Forty-nine years ago, a U.S. Army medic photographed children in a war-torn village in Vietnam. Decades later, the photographers' friends tracked down most of those children, now adults, to take their photos again.

On Tuesday, an exhibit of those photos, called "The Lost Children of Chon Thanh," opened at the National Veteran's Art Museum on Chicago's Northwest Side. The exhibit runs through Sept. 22.

Writer Larry Johns began the seemingly impossible quest of tracking down the children in the photos.

"Some of the pictures just struck me. It was almost like they reached through time and space and grabbed my heart," said Johns, whose older brother died in the Vietnam War in a town not far from Chon Thanh.

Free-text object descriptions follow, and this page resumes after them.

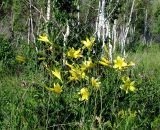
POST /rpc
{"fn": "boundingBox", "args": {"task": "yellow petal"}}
[16,55,26,62]
[52,69,62,81]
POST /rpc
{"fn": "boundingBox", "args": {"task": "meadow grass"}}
[0,44,160,130]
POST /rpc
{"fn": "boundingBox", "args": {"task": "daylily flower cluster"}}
[16,34,137,101]
[65,37,135,100]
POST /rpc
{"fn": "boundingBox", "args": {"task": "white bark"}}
[112,20,117,52]
[120,24,125,56]
[101,0,106,46]
[28,0,37,51]
[96,0,114,61]
[46,0,51,21]
[95,0,101,36]
[63,20,70,42]
[121,0,135,57]
[77,4,80,26]
[28,0,35,44]
[96,0,105,41]
[63,20,70,65]
[106,21,113,61]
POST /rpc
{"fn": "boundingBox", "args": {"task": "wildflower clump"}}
[14,33,142,129]
[17,34,137,100]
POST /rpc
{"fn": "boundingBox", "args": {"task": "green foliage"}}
[0,35,17,75]
[152,1,160,34]
[53,0,78,24]
[0,0,13,20]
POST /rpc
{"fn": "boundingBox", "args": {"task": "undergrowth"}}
[0,36,160,130]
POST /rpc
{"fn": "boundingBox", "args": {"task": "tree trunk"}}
[112,20,117,52]
[28,0,37,51]
[46,0,51,21]
[121,0,135,57]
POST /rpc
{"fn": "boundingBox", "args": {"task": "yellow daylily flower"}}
[46,83,62,94]
[81,59,94,71]
[16,55,26,62]
[78,87,90,101]
[120,76,136,94]
[91,77,101,89]
[81,37,95,51]
[113,56,127,70]
[67,48,83,58]
[52,69,62,81]
[68,69,79,81]
[99,57,111,67]
[65,62,87,81]
[69,67,86,81]
[38,33,52,44]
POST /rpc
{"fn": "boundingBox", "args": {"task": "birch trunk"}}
[121,0,135,57]
[96,0,102,40]
[77,1,80,26]
[63,20,70,42]
[120,25,125,56]
[96,0,113,61]
[112,20,117,52]
[28,0,38,52]
[106,21,113,61]
[28,0,37,51]
[63,20,70,65]
[46,0,51,21]
[101,0,105,47]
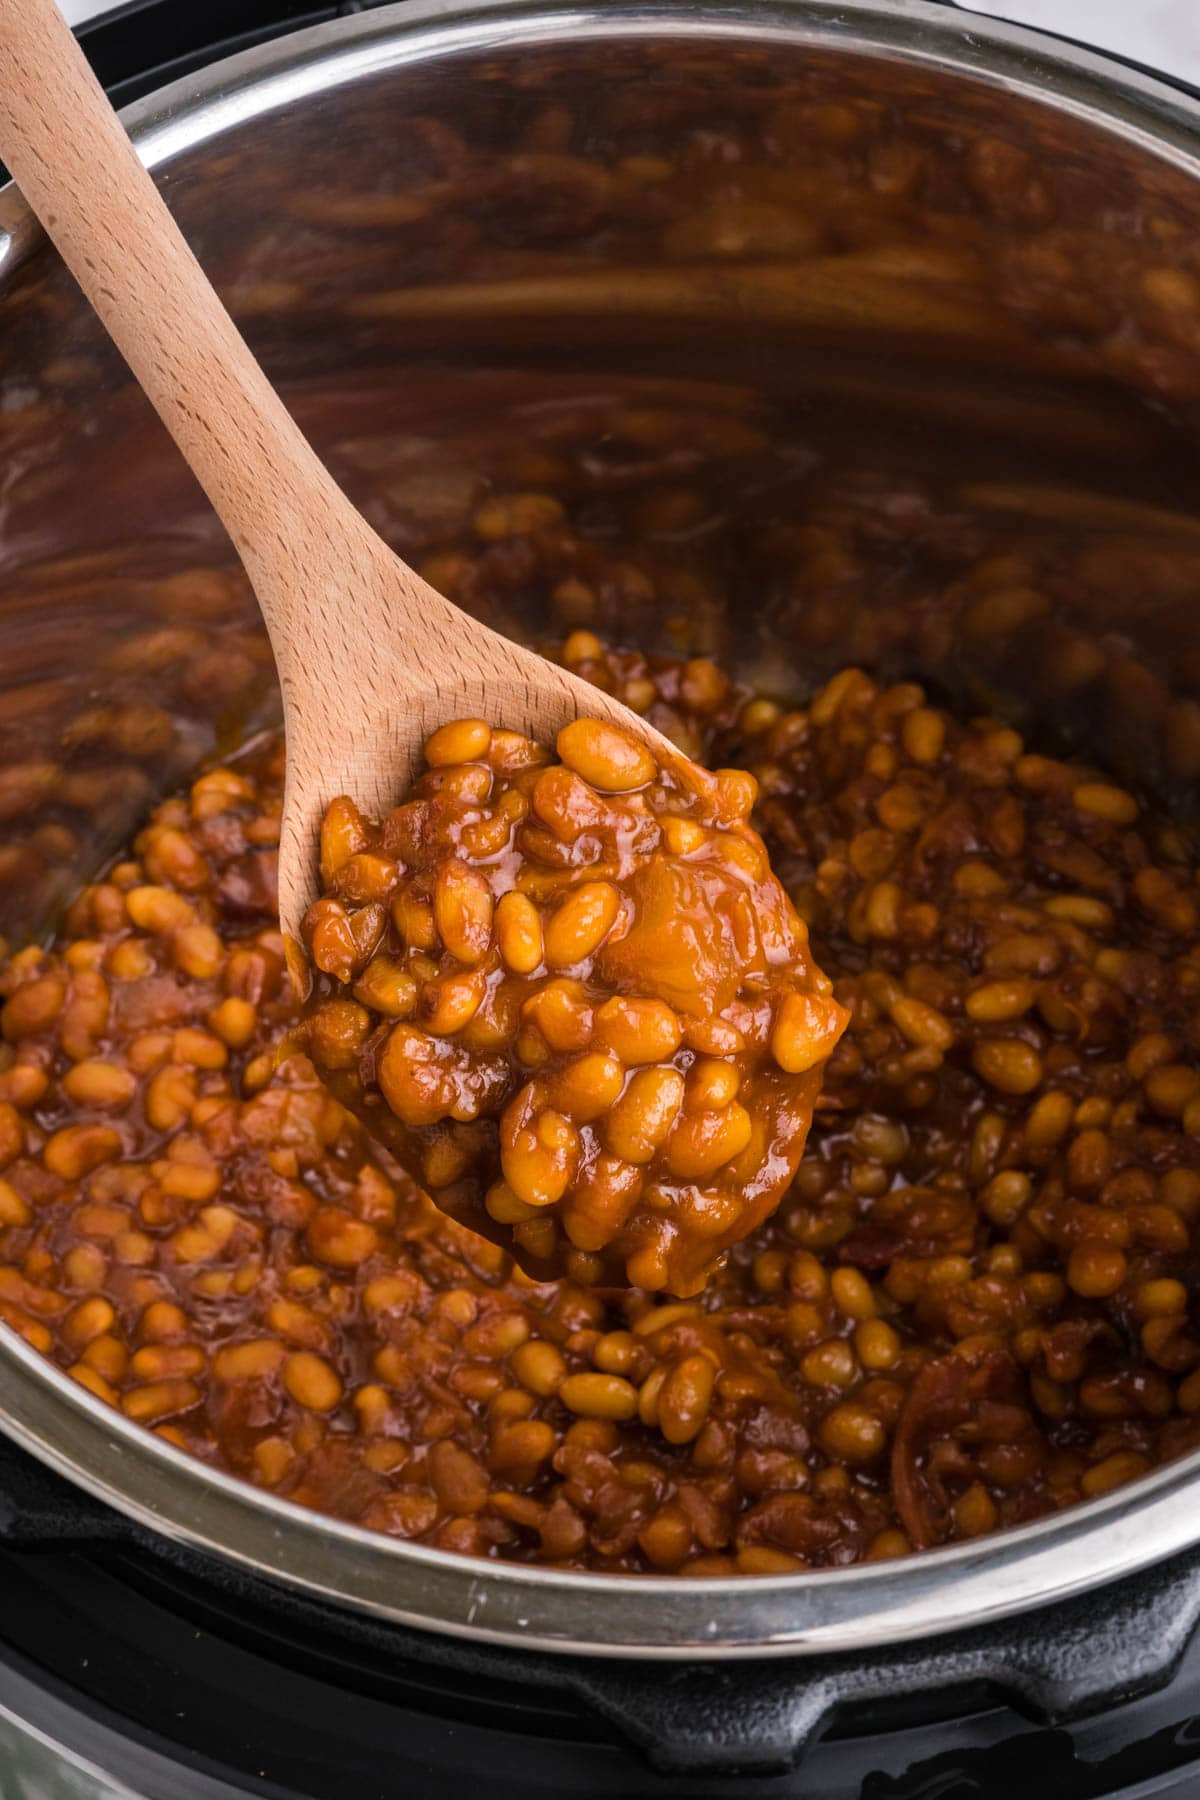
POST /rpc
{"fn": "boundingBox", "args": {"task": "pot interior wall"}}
[1,24,1199,941]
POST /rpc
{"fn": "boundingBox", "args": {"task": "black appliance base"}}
[5,1432,1200,1798]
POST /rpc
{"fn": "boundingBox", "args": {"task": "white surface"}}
[56,0,1200,83]
[962,0,1200,81]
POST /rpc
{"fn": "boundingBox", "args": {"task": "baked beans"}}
[4,621,1200,1571]
[296,718,847,1296]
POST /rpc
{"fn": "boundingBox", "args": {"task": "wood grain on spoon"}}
[0,0,678,945]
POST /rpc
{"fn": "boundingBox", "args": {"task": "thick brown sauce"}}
[4,623,1200,1571]
[298,715,846,1299]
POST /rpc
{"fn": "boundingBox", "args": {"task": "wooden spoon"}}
[0,0,678,945]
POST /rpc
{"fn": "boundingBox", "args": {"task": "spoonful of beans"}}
[0,0,848,1293]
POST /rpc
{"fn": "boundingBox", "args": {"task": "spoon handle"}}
[0,0,359,601]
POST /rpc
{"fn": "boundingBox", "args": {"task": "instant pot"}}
[4,0,1200,1793]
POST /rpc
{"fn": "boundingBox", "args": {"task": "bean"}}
[966,979,1034,1023]
[1081,1452,1149,1497]
[1067,1243,1127,1298]
[658,1354,715,1443]
[557,720,655,792]
[594,997,681,1065]
[306,1206,379,1269]
[1145,1065,1200,1118]
[512,1340,566,1397]
[474,492,564,540]
[428,1439,489,1514]
[492,1418,557,1476]
[214,1340,286,1383]
[43,1124,121,1180]
[138,1302,188,1343]
[318,797,370,883]
[559,1372,638,1421]
[62,1061,137,1110]
[434,860,494,965]
[1135,1279,1188,1319]
[126,886,192,934]
[772,990,847,1074]
[633,1302,700,1338]
[544,881,621,968]
[123,1380,200,1423]
[283,1351,343,1412]
[972,1038,1043,1095]
[426,719,492,767]
[552,1053,625,1121]
[495,891,544,974]
[890,996,955,1052]
[639,1505,694,1570]
[145,1066,196,1132]
[1074,783,1138,825]
[172,924,224,980]
[1135,868,1197,934]
[561,625,603,661]
[503,1108,580,1208]
[62,1297,116,1349]
[604,1068,685,1164]
[2,974,66,1039]
[71,1364,119,1406]
[818,1403,886,1463]
[1128,1033,1176,1080]
[665,1103,752,1178]
[351,959,417,1020]
[802,1339,858,1388]
[0,1179,31,1228]
[521,979,594,1054]
[661,816,708,856]
[831,1268,875,1320]
[687,1059,740,1110]
[855,1319,900,1370]
[130,1343,205,1381]
[954,1483,998,1538]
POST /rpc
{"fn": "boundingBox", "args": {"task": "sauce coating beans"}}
[5,632,1200,1575]
[296,719,848,1296]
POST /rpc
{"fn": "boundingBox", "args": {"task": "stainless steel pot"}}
[1,0,1199,1659]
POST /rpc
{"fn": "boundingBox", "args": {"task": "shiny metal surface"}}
[0,1682,143,1800]
[0,1649,242,1799]
[1,0,1199,1657]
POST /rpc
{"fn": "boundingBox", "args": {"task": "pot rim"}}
[3,0,1200,1659]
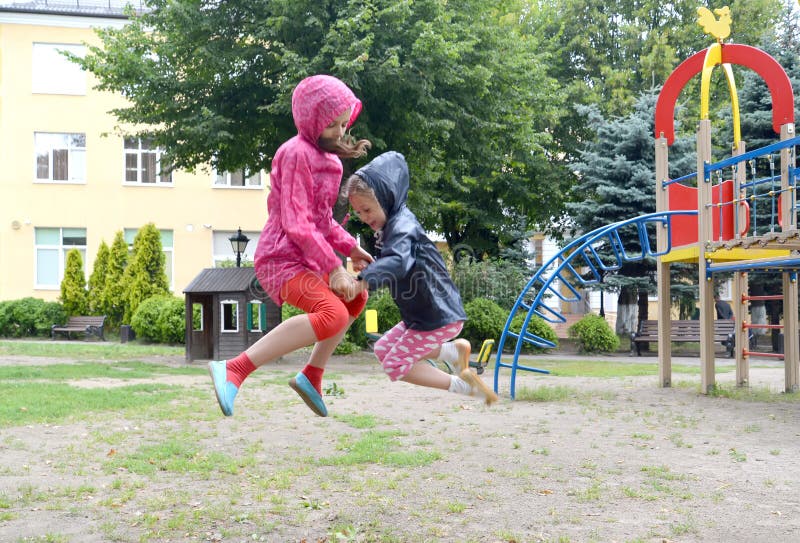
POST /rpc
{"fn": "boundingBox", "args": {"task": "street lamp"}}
[228,227,250,267]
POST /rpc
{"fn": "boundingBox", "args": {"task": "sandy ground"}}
[1,348,799,542]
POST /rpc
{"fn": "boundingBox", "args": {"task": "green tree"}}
[525,0,782,167]
[123,223,170,323]
[87,240,110,316]
[73,0,569,257]
[60,249,88,316]
[567,90,696,334]
[102,231,130,329]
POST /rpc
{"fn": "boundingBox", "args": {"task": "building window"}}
[124,138,172,185]
[247,301,264,332]
[35,227,87,289]
[221,300,238,332]
[212,230,260,267]
[213,168,262,188]
[32,43,86,95]
[124,228,174,288]
[35,132,86,183]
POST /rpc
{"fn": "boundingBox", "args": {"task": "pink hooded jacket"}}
[254,75,362,305]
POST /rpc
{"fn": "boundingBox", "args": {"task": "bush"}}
[568,314,620,353]
[462,297,507,347]
[0,298,67,338]
[131,295,185,344]
[510,313,558,353]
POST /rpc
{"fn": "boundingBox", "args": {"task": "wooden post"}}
[780,123,798,392]
[655,135,672,387]
[697,120,716,394]
[732,141,749,387]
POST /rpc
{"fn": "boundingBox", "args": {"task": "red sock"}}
[301,364,324,394]
[226,352,256,387]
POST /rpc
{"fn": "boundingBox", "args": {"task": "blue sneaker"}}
[208,360,238,416]
[289,372,328,417]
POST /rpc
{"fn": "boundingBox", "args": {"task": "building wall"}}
[0,11,269,302]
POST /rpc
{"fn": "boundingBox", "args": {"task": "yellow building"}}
[0,2,269,303]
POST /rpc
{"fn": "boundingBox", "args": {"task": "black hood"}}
[354,151,409,217]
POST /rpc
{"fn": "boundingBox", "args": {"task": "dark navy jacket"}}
[356,151,467,330]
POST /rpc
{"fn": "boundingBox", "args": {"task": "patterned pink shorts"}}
[373,321,464,381]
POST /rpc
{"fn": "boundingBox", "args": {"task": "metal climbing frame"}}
[493,210,697,399]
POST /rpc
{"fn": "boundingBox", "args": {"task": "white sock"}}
[439,342,459,363]
[448,375,472,395]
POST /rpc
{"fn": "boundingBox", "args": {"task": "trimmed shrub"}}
[568,314,620,353]
[60,248,87,316]
[0,298,67,338]
[124,223,170,323]
[462,297,507,347]
[131,295,185,344]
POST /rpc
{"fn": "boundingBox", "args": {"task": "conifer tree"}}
[60,249,88,316]
[568,90,695,333]
[123,223,170,323]
[102,231,129,329]
[87,241,110,316]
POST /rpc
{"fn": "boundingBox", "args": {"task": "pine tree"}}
[123,223,170,323]
[568,89,695,333]
[102,231,129,329]
[60,249,87,316]
[87,241,110,316]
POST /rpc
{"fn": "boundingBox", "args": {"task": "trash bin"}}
[120,325,135,343]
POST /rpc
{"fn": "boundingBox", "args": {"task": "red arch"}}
[655,44,794,146]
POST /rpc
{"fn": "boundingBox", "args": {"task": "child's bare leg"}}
[307,315,356,369]
[244,313,317,367]
[399,362,452,390]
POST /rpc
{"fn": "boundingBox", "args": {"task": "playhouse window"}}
[248,300,264,332]
[221,300,238,332]
[192,303,203,331]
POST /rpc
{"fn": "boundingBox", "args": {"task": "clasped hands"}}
[329,245,373,302]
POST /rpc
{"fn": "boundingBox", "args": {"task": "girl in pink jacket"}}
[209,75,373,418]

Johns and his wife walked villages in Vietnam with little to go on save for the pictures. They left behind brochures during their first trip four years ago. No success.

But then, "this lady grabbed one of the brochures and she screamed, 'That's my husband!' and she recognized her husband because of his big ears," Johns said.

The little boy with the big ears - named Minh - was alive and well. He was now in his 60s.

Then word spread.

"One of the kids in a photo knew where the others were. He recognized who they were because they were his neighbors, so they all kind of moved to the same area. So he helped find the others.

Of nearly two dozen kids captured on ektachrome by medic Bob Shirley in 1969, Larry and friends found 19 who gladly posed for a new photographer, Reed Young.

Most of the found adults now live off the land, just as they did as children. And if there exists any lingering resentment about the war, Johns did not find it.

"Without exception we were treated, I couldn't believe the kindness, generosity they showed us. It was amazing," Johns said.

The exhibit aims to show the faces of war, but also was a way for one man to honor his brother.

"There are so many coincidences and turns of events that came together. It's just too fantastic, too unbelievable, and I just feel his hand in some of that. I don't know how real that is but I feel it in my heart.

The National Veterans Art Museum is located at 4041 N. Milwaukee Ave., Chicago.